Confederation and Constitution
After the American Revolution, a new government had to be established. The Constitution that was written took power away from the people. It led to rebellions from poor people and farmers.
Daniel Shays, a former Revolutionary Army captain, led a rebellion with farmers, against laws which were not fair to the poor. They protested against excessive taxes on property, polling taxes which obtained the poor from voting, unfair actions by the court of common requests, the high cost of lawsuits, and the lack of a stable currency. They wanted the government to issue paper money, since it is cheaper then gold and silver coins.
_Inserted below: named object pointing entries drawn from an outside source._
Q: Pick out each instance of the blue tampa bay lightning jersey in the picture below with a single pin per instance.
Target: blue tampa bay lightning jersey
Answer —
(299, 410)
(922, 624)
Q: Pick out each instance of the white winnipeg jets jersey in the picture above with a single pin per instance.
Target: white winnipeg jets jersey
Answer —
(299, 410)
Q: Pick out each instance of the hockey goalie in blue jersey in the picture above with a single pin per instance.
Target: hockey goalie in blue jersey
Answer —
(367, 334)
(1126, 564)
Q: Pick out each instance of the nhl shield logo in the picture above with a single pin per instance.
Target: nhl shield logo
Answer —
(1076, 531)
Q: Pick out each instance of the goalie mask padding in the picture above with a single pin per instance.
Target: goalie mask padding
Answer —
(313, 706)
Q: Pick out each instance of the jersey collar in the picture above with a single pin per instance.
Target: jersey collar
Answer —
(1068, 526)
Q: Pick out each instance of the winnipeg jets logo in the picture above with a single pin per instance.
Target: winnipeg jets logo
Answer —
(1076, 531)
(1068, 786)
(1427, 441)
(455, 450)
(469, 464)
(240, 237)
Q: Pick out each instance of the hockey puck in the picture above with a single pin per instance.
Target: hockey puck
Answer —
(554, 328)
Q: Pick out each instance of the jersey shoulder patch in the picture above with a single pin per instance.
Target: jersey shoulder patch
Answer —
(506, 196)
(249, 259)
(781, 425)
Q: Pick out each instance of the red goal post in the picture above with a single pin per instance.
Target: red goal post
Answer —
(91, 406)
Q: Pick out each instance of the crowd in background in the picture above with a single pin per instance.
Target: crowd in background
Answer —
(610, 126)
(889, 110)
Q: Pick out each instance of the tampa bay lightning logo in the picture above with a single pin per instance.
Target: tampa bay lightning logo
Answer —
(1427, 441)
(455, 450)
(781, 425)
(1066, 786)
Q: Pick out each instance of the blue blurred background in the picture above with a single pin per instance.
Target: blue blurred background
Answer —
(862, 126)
Once retired George Washington heard of this, he immediately went to Massachusetts to stop it. He was completely shocked to see the people fighting against the country which fought to free those men. “What a triumph for the advocates of despotism to find that we are incapable of governing ourselves, and that systems founded on the basis of equal liberty are merely ideal and fallacious.” (George Washington Expresses Alarm 1786) He said this to the rebels who then stopped and the rebellion was crushed.
After Shays rebellion collapsed, the government realized that they need a new constitution and to strengthen the Articles of Confederation. This was a long and hard decision on whether to give the people the right to voice their opinions or not. Mixed views on the subject were given so it was very difficult to come to a conclusion. Mr.
Sherman of Connecticut “opposed the election by the people, insisting that it ought to be by the state legislatures. The people, he said, immediately should have as little to do as may be about the government. They want [lack] information and are constantly liable to be misled.” (The Debate on Representation in Congress 1787). Mr. Sherman is saying that people should not have anything to do with what the government has to do.
They only get information wrong and can be misled and misdirected into something that can be bad for the country.
Mr. Gerry of Massachusetts believes “the evils we experience flow from the excess of democracy.” While Mr. Mason of Virginia “argued strongly for an election of the larger branch by the people.” The representatives of these states viewed different ideas on democracy. Some wanted the people to have more of a say while others wanted to do the saying for the people.
Thomas Jefferson’s views changed in 1787. At first his comments about Shays rebellion was “I hold it that a little rebellion now and then is a good thing, and as necessary in the political world as storms in the physical.” (Thomas Jefferson Favors rebellion 1787) He was saying that rebellion is good every once in awhile so the government doesn’t think they are omnipotent. Later, he said “God forbid we should ever be twenty years without such a rebellion. The people cannot be all, and always well informed.”
(Jefferson is Unenthusiastic 1787) Here he is saying...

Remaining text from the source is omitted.